How much is Ant worth?

So, what is Ant really worth? Unlike many of the pie-in-the-sky payment firms, Ant actually makes money. Only a handful of investment banks or brokerages have published research reports on Ant Group ahead of the IPO.  Morningstar Research values Ant at around HK$80 a share or right in line with its IPO price. At HK$80 a share, Ant stock will trade at 30 times this year’s earnings. PayPal, which has better margins, trades at 45 times this year’s earnings. Analysts and tech-focused portfolio managers  who have spoken to The Edge believe 12 months after its IPO, Ant Group could be worth anything from US$390 billion up to US$500 billion. Or a Hong Kong share price of between HK$100 and over HK$130.

What gets Ant to those lofty valuations is the expansion of its tech platform and improving margins. Management has said it will use proceeds from the IPO to expand AntChain, its blockchain, as well as merchant services. Some of the money will go towards growing Ant’s overseas ventures.

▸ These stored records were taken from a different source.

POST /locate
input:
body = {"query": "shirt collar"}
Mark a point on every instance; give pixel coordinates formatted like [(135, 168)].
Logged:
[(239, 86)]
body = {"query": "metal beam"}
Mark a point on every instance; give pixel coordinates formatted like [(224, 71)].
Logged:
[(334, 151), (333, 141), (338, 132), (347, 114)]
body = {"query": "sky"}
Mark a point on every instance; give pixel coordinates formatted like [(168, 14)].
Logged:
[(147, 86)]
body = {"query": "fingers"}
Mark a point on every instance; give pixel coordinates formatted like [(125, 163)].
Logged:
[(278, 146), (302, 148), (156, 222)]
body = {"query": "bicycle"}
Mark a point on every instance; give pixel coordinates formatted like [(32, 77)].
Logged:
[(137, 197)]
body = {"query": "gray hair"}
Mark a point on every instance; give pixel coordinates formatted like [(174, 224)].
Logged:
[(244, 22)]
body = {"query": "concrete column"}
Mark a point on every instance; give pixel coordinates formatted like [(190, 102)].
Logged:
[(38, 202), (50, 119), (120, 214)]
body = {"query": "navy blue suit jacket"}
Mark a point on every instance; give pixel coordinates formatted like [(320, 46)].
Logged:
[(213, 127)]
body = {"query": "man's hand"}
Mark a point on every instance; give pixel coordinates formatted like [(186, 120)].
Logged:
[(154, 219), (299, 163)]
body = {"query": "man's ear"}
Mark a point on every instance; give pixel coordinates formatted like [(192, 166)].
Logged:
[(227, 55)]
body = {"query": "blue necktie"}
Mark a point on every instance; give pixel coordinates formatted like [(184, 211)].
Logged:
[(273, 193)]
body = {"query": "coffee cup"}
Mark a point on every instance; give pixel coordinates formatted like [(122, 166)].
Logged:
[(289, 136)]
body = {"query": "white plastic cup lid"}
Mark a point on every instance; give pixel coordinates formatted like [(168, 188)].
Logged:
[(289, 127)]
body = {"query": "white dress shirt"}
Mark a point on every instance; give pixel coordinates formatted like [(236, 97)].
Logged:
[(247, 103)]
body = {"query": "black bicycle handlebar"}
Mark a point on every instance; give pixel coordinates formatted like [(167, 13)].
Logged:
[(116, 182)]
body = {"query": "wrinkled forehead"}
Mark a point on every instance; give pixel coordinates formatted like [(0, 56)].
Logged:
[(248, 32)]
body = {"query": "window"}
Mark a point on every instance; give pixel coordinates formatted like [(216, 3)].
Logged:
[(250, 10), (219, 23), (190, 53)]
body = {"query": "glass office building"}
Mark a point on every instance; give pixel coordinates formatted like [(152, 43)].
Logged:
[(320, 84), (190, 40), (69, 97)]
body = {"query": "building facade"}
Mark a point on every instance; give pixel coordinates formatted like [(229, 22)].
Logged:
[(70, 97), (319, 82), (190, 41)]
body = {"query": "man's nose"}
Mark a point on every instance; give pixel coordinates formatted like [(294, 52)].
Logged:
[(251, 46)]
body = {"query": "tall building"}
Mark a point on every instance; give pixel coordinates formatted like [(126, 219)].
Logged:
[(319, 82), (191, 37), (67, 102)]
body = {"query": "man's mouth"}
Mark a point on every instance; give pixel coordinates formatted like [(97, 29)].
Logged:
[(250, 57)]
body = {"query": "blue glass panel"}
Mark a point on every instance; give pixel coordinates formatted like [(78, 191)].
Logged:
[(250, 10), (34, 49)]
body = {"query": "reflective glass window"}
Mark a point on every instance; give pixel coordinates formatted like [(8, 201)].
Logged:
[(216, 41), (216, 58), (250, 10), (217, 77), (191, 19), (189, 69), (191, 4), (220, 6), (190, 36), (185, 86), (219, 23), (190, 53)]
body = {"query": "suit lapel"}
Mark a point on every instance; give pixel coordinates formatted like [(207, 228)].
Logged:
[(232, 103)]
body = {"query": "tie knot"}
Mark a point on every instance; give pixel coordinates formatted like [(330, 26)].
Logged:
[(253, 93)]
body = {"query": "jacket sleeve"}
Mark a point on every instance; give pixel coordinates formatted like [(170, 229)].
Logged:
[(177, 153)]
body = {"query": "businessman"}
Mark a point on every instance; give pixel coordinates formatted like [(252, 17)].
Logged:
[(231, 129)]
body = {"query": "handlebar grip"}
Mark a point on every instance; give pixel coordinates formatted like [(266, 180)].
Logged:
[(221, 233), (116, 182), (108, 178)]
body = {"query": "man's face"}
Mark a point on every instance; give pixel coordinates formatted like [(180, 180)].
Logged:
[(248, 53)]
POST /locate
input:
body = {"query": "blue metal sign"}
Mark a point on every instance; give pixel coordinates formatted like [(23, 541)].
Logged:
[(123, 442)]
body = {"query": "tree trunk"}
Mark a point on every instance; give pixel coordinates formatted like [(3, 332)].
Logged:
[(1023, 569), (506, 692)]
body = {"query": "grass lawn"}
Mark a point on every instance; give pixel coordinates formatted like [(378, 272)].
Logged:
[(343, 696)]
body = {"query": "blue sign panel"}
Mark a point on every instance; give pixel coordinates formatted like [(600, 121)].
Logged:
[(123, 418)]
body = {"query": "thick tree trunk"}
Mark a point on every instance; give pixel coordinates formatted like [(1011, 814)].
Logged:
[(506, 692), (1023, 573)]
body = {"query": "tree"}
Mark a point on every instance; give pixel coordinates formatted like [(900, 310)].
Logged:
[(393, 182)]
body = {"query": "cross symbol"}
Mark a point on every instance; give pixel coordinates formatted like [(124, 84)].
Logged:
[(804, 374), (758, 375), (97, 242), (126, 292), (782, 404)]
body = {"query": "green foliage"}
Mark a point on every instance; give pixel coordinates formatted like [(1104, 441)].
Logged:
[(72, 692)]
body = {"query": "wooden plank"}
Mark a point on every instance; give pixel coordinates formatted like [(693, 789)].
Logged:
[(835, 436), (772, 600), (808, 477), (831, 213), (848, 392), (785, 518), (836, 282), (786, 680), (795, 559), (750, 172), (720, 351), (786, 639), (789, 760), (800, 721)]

It is unlikely that Ant, which derives 96% of its revenue from China, will grow much outside its home base for the time being. Ant has investments in payment firms such as India’s Paytm, in which Warren Buffett and SoftBank are shareholders, and UK payment group WorldFirst. Scepticism about Chinese companies, particularly those that collect and monetise data, has grown around the world. In 2018, the Trump administration vetoed Ant’s US$1.2 billion deal to acquire money transfer firm MoneyGram International over national security concerns. Washington has been considering action against Ant over its payment app. The US State Department wants to blacklist Ant by adding it to the “entity list” with restrictions on acquisition of key technology. But Ant has forged partnerships with local companies in Hong Kong, India, Indonesia, Korea, Malaysia, the Philippines, Thailand, Pakistan and Bangladesh. Last year, Ant won a virtual bank licence in Hong Kong and has applied for one in Singapore.

What are the risks around Ant? “The biggest risk factor to consider for Ant’s future is regulation,” says Bernstein’s Kwek. “We think Ant has a track record of managing these risks relatively well and are therefore not overly concerned, but nevertheless recommend incorporating them in valuation assumptions.” Another concern is the digital yuan, a virtual currency that the People’s Bank of China is reportedly developing. Kwek thinks digital cash is a risk that Ant can overcome. “We believe Ant’s ecosystem of products with an already-large user base would be difficult to replicate and would allow it to defend its market share,” he says. The PBoC, he argues, does not want to disrupt third-party payment systems such as Ant.

Investors who are lucky enough to subscribe to Ant’s IPO will do well over the next three to five years. Alibaba listed its shares at US$68 six years ago. The stock jumped 75% over the next several months, then went below the IPO price. Today, the stock is over US$308. That’s a 4.5-fold increase over its IPO price in six years. Ant is much better positioned than Alibaba was when it listed.